Navy brought in to help with search for bodies

Eric Hertz
Eric Hertz
The head of a Navy team using sonar to search for aircraft wreckage off the Waikato coast says it's possible the bodies of 2degrees boss Eric Hertz and his wife Kathy may never be found.

But Warrant Officer James Harper - officer in charge of the Navy's Mine Countermeasures team - said he was taking confidence from the progress of a five-hour, 1km-square sonar scan of the ocean floor this afternoon (Mon).

Mr Hertz, 58, and his wife, 64, were flying to Timaru to visit their daughter on Saturday. During the flight he reported engine trouble and ditched the plane into the sea.

"Everything is based on the best information you get at the time," Warrant Officer Harper told a media conference in Raglan today.

A 20-strong team of Navy, police and Coastguard staff and volunteers were doing their "utmost" to retrieve the bodies, believed to be in the wreckage 60 metres below the surface.

Sea conditions were fair today, with swells of around 2m.

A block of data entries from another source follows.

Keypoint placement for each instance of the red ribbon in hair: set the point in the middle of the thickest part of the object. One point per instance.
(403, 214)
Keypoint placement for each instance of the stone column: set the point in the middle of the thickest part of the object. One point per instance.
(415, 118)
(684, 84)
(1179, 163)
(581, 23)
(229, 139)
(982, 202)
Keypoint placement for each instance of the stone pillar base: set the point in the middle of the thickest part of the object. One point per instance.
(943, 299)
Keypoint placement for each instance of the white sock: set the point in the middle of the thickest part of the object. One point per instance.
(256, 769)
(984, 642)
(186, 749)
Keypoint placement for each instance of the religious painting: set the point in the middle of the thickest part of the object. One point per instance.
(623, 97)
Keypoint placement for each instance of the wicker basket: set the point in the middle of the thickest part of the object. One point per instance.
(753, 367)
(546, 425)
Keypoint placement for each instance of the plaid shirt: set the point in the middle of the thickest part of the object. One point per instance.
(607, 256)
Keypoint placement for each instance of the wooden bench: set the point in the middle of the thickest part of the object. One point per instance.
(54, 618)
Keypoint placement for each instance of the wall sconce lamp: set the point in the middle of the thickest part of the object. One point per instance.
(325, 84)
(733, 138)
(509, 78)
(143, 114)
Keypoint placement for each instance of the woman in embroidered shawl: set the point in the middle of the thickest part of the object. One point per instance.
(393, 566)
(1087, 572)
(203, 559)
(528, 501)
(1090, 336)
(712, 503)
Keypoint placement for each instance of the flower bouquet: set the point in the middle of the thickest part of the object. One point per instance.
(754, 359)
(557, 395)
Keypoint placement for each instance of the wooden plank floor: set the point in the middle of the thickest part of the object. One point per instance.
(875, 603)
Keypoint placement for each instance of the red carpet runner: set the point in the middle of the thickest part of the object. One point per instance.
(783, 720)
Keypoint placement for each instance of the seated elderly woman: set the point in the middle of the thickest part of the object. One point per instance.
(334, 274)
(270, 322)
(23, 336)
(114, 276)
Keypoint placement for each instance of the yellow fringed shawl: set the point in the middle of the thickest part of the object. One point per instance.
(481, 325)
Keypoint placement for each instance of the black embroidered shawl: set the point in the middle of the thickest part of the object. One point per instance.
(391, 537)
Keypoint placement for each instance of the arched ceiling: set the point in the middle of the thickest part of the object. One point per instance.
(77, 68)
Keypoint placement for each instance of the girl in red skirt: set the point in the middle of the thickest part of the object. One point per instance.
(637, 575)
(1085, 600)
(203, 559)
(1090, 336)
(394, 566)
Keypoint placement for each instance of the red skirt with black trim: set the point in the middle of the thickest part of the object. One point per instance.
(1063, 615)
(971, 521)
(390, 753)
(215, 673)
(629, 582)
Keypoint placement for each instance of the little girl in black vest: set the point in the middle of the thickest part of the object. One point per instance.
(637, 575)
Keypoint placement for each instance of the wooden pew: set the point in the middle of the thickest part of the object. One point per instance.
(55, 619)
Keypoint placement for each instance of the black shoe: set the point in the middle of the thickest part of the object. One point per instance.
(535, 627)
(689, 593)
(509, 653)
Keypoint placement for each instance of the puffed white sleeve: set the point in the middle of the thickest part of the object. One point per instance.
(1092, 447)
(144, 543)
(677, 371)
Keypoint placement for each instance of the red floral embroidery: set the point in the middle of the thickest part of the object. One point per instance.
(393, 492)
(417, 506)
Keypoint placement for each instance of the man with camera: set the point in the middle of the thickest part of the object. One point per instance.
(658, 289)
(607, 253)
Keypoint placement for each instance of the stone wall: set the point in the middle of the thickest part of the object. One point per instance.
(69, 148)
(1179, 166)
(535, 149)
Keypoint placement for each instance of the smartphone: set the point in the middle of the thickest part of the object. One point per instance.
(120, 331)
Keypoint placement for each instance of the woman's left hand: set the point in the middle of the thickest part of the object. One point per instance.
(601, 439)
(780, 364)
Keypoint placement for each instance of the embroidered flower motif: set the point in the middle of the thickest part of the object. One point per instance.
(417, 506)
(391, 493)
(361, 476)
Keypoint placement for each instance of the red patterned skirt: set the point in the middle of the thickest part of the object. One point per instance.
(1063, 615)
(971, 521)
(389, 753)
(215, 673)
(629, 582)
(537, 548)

"Can I put a confidence factor on it? Not necessarily now, but I have a reasonable confidence level in what we're achieving today."

The sonar device being used captured data that would be analysed on shore.

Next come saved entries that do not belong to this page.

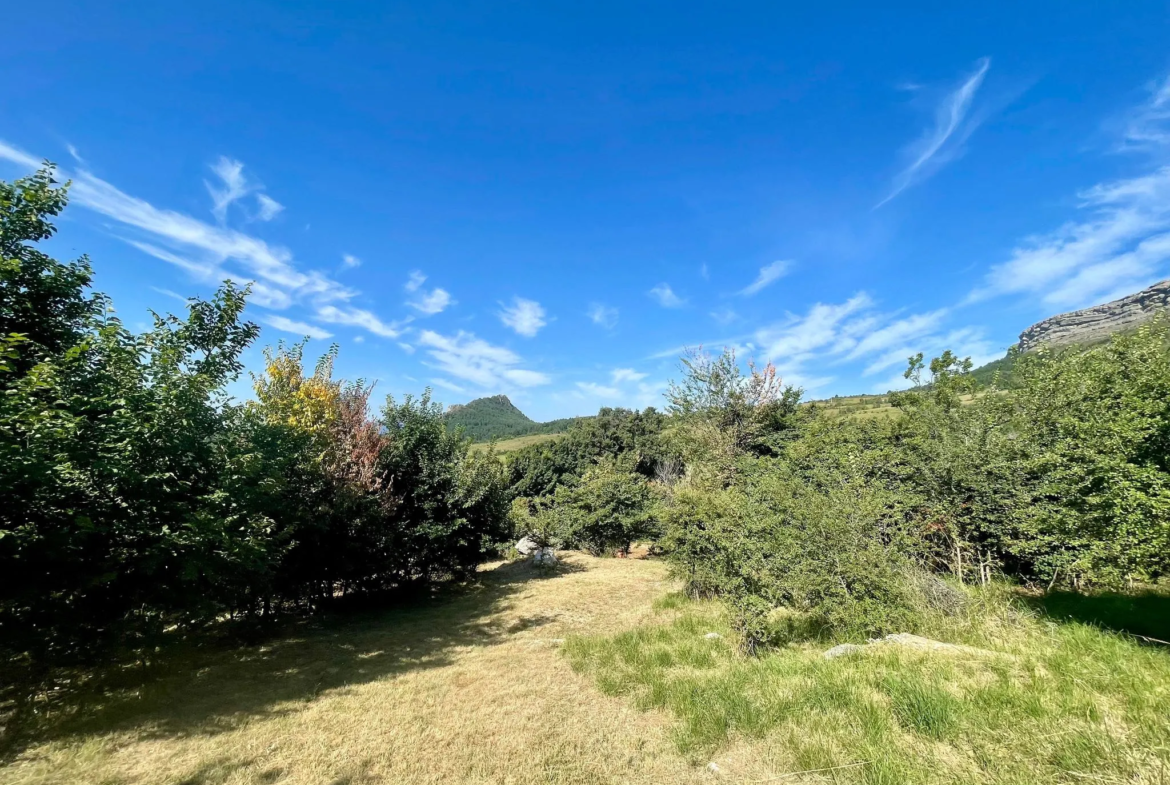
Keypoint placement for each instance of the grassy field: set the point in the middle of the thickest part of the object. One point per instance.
(1046, 695)
(510, 445)
(599, 673)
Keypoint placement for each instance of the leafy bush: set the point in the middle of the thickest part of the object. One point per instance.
(607, 510)
(139, 497)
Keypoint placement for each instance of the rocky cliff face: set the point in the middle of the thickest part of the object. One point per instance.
(1099, 322)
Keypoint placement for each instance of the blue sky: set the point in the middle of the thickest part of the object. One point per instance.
(551, 200)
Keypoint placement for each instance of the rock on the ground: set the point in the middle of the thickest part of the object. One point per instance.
(841, 651)
(909, 641)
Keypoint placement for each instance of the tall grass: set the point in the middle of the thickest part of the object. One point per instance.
(1048, 703)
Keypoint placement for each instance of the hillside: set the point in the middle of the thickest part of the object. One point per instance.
(1094, 324)
(484, 419)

If the wreckage wasn't found, the search area would be widened tomorrow.

Sergeant Warren Shaw said it was hoped the wreckage would be located today but even if its position was found on the ocean floor it could be at the limits of the depth divers could reach - around 60 metres below the sea surface.

"Police are thus relying heavily on the expertise of the Navy and their experience in this field," he said.

"One of the major challenges we're facing is that we're dealing with an aircraft that has potentially impacted with the water at high speed and broken up.

"To compound things further, there's the potential for objects from the wreckage to drift up to 5km a day due to ... currents."

A buoy was dropped at the scene where debris from the plane and an oil slick were discovered, about 20km northwest of the entrance to Kawhia Harbour.

An aerial search today was also scanning for debris on the shoreline, which may indicate drift patterns.